Lessons learned on how to report on algorithms
These are some of the lessons we learned during this process. We hope they can be useful to other journalists interested in the field of algorithmic accountability:
- Although we cannot get into the black box of an algorithm, we can obtain very relevant information if we work on its inputs and outputs. The key is to design a methodology for systematic data collection.
- When designing a manual data collection experiment, it’s important to test it before conducting the actual collection, especially if several people are involved in the process. The pre-meetings and the dry run allowed us to establish a clear and consistent baseline to work with the data, identify weaknesses, and improve it.
- You don’t need advanced coding skills to audit the outputs of an algorithm: a well-done manual data collection can be enough. The data collected manually by our team was always within the price range returned by the API, which demonstrates the consistency of both data sources.
- If you plan to manually save several data from a platform or an app at an exact moment in time, a screenshot is probably your best friend. It's the fastest way, can be used as proof, and you can move the data to a spreadsheet later, when time is not pressing, to perform the data analysis.
- When auditing an algorithm, think of other data sources that can complement the missing information. In our case, for example, Google Maps allowed us to establish the estimated distance of the trips, a data that neither the API nor the Grab app provided.

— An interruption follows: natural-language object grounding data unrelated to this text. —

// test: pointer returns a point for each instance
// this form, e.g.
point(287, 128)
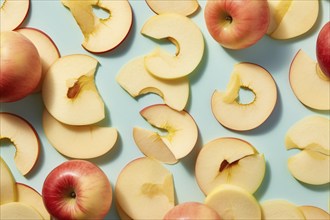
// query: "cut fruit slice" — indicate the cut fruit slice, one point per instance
point(145, 189)
point(81, 142)
point(13, 13)
point(136, 80)
point(229, 161)
point(25, 139)
point(69, 91)
point(233, 202)
point(186, 7)
point(102, 34)
point(184, 34)
point(309, 86)
point(291, 18)
point(233, 114)
point(180, 139)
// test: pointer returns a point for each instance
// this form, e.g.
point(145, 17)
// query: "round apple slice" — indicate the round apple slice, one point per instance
point(145, 189)
point(186, 36)
point(233, 114)
point(229, 161)
point(180, 139)
point(308, 84)
point(25, 139)
point(69, 91)
point(80, 142)
point(13, 13)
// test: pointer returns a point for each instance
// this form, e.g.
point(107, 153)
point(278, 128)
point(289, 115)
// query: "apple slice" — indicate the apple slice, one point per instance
point(101, 34)
point(229, 161)
point(25, 139)
point(13, 13)
point(180, 139)
point(291, 18)
point(233, 202)
point(145, 189)
point(69, 91)
point(81, 142)
point(309, 85)
point(312, 136)
point(136, 80)
point(280, 209)
point(46, 47)
point(235, 115)
point(30, 196)
point(186, 7)
point(7, 184)
point(187, 38)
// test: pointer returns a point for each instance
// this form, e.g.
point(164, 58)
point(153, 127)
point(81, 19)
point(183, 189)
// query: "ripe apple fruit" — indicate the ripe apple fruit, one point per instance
point(77, 189)
point(20, 71)
point(237, 24)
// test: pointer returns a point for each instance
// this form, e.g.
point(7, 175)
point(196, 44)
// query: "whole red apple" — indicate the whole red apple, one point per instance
point(237, 24)
point(21, 68)
point(77, 189)
point(323, 49)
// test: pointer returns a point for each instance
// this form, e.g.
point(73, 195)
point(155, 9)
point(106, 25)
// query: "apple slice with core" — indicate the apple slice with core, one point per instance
point(309, 84)
point(179, 140)
point(231, 112)
point(81, 142)
point(136, 80)
point(101, 34)
point(25, 139)
point(13, 13)
point(187, 38)
point(69, 91)
point(145, 189)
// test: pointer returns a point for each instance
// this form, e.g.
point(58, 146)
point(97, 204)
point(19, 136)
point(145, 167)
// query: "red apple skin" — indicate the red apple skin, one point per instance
point(191, 210)
point(237, 24)
point(323, 49)
point(77, 189)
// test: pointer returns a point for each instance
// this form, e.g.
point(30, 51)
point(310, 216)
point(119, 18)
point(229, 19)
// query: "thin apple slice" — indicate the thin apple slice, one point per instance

- If you have a lot of data and variables to analyze and the relation between them is complex, the help of a statistician will allow you to identify relevant patterns but also to avoid making hasty assumptions. It also strengthens your conclusions.
- When researching a technical topic, such as an algorithm that calculates fares, it’s key to include the human perspective as well. Testimonials from users and drivers allowed us to show how people are impacted by these systems and the true scale of the problem.